“We do not feel in the least astonished that a materialist, and even an orthodox Christian, is unable to read either the old Brahmanical works or their progeny, the Kabala, the Codex of Bardesanes, or the Jewish Scripture without disgust at their immodesty and apparent lack of what the uninitiated reader is pleased to call “common sense”.
But if we can hardly blame them for such a feeling, especially in the case of the Hebrew, and even the Greek and Latin literature, and are quite ready to agree with Professor Fiske that “it is a mark of wisdom to be dissatisfied with imperfect evidence”; on the other hand we have a right to expect that they should recognize that it is no less a mark of honesty to confess one’s ignorance in cases where there are two sides to the question, and in the solution of which the scientist may as easily blunder as any ignoramus.
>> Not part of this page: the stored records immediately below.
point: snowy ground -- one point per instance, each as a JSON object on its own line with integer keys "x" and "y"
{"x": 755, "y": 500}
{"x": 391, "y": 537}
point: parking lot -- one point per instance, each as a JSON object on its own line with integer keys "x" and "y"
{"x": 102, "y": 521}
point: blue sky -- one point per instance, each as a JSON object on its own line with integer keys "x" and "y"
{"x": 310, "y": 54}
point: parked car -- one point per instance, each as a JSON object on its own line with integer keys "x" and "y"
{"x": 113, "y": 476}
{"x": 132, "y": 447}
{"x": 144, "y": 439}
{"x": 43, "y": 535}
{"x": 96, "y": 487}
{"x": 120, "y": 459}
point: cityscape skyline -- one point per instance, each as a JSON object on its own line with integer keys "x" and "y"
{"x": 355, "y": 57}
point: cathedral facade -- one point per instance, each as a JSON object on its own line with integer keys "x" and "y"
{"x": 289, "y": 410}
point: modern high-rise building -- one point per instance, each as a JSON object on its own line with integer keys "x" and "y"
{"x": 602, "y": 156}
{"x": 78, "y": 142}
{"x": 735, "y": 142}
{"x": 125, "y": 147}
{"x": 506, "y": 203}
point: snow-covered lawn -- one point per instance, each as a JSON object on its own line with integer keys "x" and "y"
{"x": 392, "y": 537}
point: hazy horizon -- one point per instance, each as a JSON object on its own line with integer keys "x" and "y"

When we find Professor Draper, in his definition of periods in the Intellectual Development of Europe, classifying the time from the days of Socrates, the precursor and teacher of Plato, to Karneades, as “the age of faith”; and that from Philo to the destruction of the Neo-platonic schools by Justinian, the “age of decrepitude”, we may be allowed to infer that the learned professor knows as little about the real tendency of Greek philosophy and the Attic schools as he understood the true character of Giordano Bruno.
So, when we see one of the best of Sanscrit scholars stating on his own unsupported authority that the “greater portion of the Brahmanas is simply theological twaddle”, we deeply regret to think that Professor Muller must be far better acquainted with the old Sanscrit verbs and nouns than with Sanscrit thought; and that a scholar so uniformly disposed to do justice to the religions and the men of old, should so effectually play into the hands of Christian theologians.
“What is the use of Sanscrit?”, exclaims Jacquemont, who alone has made more false statements about the East than all the Orientalists put together. At such a rate there would be none indeed. If we are to exchange one corpse for another, then we may as well dissect the dead letter of the Jewish Bible as that of the Vedas. He who is not intuitionally vivified by the religious spirit of old, will never see beyond the exoteric “twaddle”.”